Due to yesterdays time travel in Slurm / Stallo master node, there is a need of extensive machine maintenance today. There is currently ongoing work to fix reported issues on Stallo. Please pay attention to our info channels and hold new support request emails until we are on top of the manual labour onsite.

Please accept our apologies for the inconvenience these troubles are causing.

UiT HPC staff

Stallo – RAM upgrade

Dear Stallo users,

Stallo slurm master node will have a short downtime for memory upgrades today, Monday 27.4. from 13:00 till 15:00. No slurm jobs will be able to start during that time. This is done in order to avoid future SLURM problems.
We apologize for the short notice. Have a nice day.

UiT HPC staff

Stallo – slurm problem

UPDATE 16-04-2020-14:55: the system should be stable, up and running again

Dear Stallo user,

Stallo is experiencing some problems with the slurm daemon. It is therefore currently not possible to start new jobs on Stallo. Running jobs should not be affected.
We are currently working on fixing the situation.

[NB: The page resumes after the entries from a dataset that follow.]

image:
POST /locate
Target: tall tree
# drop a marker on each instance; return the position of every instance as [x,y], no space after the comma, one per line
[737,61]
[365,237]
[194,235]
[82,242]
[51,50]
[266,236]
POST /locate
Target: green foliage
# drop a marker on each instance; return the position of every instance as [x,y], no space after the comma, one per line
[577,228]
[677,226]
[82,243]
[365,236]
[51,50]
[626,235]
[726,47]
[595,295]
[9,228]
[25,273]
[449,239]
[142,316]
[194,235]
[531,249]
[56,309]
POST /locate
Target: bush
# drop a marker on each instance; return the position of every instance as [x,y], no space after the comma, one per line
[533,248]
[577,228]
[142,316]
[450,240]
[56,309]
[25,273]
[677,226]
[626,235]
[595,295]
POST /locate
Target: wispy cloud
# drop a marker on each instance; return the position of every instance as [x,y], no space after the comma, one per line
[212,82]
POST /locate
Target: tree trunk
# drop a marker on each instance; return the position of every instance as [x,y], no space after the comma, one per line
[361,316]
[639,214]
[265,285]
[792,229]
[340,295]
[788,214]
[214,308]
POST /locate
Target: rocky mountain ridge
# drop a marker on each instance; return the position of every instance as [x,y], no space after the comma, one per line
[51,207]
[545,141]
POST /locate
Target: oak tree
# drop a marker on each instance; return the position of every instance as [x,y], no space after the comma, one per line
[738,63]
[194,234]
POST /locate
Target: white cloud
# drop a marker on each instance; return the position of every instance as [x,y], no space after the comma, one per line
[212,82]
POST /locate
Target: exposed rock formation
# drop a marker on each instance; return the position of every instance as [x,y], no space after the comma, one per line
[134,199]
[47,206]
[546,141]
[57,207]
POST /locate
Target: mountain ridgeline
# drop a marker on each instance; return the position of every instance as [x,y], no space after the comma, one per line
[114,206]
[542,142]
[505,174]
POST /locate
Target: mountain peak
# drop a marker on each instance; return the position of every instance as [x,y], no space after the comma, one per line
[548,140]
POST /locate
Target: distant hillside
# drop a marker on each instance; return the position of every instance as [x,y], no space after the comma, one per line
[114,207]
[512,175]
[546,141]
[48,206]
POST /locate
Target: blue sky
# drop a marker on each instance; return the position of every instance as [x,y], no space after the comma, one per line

Thank you for your patience and understanding

HPC staff

FRAM – critical storage issue

UPDATE:

  • 2020-03-12 10:45: Maintenance is finished now and faulty components were replaced. We continue to monitor the storage system.
    Thank you for your understanding.
  • 2020-03-11 10:16: We have to replace one hardware module on the Fram storage system. The maintenance will be carried out keeping the system online. However there will be some short, up to 5 minutes, hiccup while we are failing over components on the redundant path, possibly causing some jobs to crash.
  • 2020-03-05 20:30: Maintenance is over, Fram is online. Jobs that were running before the maintenance may have been re-queued. It’s also possible that some of the jobs were killed, we are sorry for that. if this is the case, you have to resubmit your job.

Dear FRAM users,

We are facing a major issue with FRAM’s storage system. The necessary tasks are being performed to mitigate the issue. We will have to take the whole machine offline to be able to perform the above mentioned tasks.